Why ‘Cruise Control’ Is Not An Option For Cloud Security
By Richard Tracy
According to Security Boulevard, “More often than not, enterprise data is safer within the cloud.” I’ve agreed with this sentiment for some time, making the case as early as 2011 that cloud providers offer better security than many organizations can achieve on their own via premises-based facilities and resources.
Economies of scale, rapid innovation and standard security tooling — all available within the cloud — can improve security for most companies. However, for many organizations, cloud technology is unfamiliar, and roles and responsibilities are not clearly defined by the cloud service provider (CSP) or understood by the cloud user.
In recent years, news headlines regarding cloud-based data breaches would suggest that storing data in the cloud is inherently insecure, but these headlines do not always convey the entire story. More often than not, cloud-based breaches are not the fault of the CSP. Instead, they are the result of user error or inexperience. Users are not always aware of their security responsibilities when it comes to cloud deployments, and it’s possible to make honest mistakes when it comes to a new technology that is sometimes marketed as an autopilot solution in itself.
Speaking of autopilot, let’s look at the increased adoption of driver-assisted technology in everyday vehicles. There have been legitimate concerns and subsequent studies conducted regarding the safety of these features when it comes to driver vigilance. While there are many benefits to these technologies, such as adhering to speed limits and driver comfort, one particular study found there was a decline in driver attention — essentially, a false sense of security set in, resulting in accidents and loss of life.
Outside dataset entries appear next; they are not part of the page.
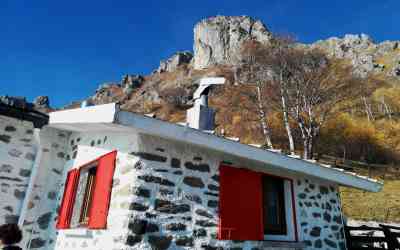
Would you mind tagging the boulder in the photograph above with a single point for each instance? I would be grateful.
(176, 60)
(218, 40)
(42, 102)
(131, 82)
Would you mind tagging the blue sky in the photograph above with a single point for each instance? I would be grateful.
(65, 49)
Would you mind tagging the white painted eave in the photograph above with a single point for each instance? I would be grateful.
(109, 117)
(93, 114)
(196, 137)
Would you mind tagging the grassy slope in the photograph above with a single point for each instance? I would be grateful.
(382, 206)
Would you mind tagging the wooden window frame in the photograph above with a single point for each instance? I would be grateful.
(281, 227)
(84, 213)
(291, 234)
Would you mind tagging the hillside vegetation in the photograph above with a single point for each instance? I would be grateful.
(336, 99)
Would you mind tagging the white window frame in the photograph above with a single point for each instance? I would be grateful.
(289, 210)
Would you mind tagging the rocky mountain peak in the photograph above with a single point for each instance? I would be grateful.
(176, 60)
(364, 54)
(218, 40)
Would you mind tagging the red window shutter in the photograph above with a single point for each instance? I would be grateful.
(240, 205)
(102, 191)
(67, 204)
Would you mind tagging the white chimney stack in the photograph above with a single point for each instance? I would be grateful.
(200, 116)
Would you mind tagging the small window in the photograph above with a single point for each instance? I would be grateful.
(278, 214)
(274, 206)
(88, 195)
(84, 195)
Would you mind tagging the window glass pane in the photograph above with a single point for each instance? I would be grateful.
(80, 194)
(274, 205)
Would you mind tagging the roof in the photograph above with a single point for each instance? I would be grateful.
(110, 117)
(19, 108)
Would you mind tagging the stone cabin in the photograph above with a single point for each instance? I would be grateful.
(101, 178)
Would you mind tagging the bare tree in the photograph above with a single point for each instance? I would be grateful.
(255, 72)
(317, 85)
(278, 58)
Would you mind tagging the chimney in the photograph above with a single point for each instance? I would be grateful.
(200, 116)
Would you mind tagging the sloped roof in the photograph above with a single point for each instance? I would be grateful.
(19, 108)
(110, 117)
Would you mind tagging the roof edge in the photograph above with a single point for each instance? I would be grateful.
(196, 137)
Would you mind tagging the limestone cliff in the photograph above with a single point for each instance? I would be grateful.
(217, 40)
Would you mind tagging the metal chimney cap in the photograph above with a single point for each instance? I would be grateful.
(207, 82)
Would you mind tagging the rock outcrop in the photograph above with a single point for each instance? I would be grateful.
(131, 82)
(218, 40)
(366, 56)
(172, 63)
(42, 102)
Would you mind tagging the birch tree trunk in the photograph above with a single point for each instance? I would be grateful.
(286, 120)
(368, 110)
(263, 119)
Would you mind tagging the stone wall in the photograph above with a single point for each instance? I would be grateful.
(165, 196)
(176, 202)
(17, 153)
(62, 151)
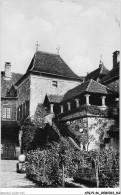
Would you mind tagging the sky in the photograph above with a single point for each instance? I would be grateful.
(84, 30)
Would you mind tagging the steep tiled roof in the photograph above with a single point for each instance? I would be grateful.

Is this the fault of the manufacturer, or is it the responsibility of the driver to fully understand the limitations and caveats surrounding its use?
When it comes to cloud security, users certainly have an obligation to understand their respective roles and responsibilities. The reality is, cloud users cannot assume that the security aspect of their workloads and data is set on autopilot when they are pushed to the cloud. These responsibilities simply cannot be outsourced to a cloud provider.
Case in point, many cloud breaches on AWS are attributed to user misconfigurations that allow open S3 buckets where no access controls are applied. In fact, ISC2’s recent report noted that user misconfigurations were the main threat to cloud security, no matter which cloud platform was utilized.
On the other hand, a certain level of responsibility does fall on CSPs to clearly communicate to their customers who does what when it comes to securing their cloud-based solutions. The concept of shared security sounds like an easy way for organizations to understand their responsibility when it comes to cloud security. However, understanding the distinction between user responsibility and what is covered by the CSP is still a gray area for many users. Add to that the fact that shared security responsibilities differ based on the type of cloud you are using (IaaS, PaaS, SaaS, etc.), and it’s no wonder so many cloud security incidents can be attributed to user misjudgment. Indeed, it is in the cloud provider’s best interest to help its customers better understand the platform’s security offerings and what the customer is accountable for.
Thankfully, CSPs are all too aware of this shortcoming, and we are already beginning to see solutions such as the adoption of security guardrails to help reduce user error. As cloud technology becomes even more widely adopted, knowledge and understanding of security roles and responsibilities on the part of cloud providers and cloud users will undoubtedly continue to increase. In the meantime, it is essential for cloud providers to be very clear about what security functions they provide and for cloud users to “read the user’s manual” before deploying workloads and data to the cloud rather than relying on cruise control.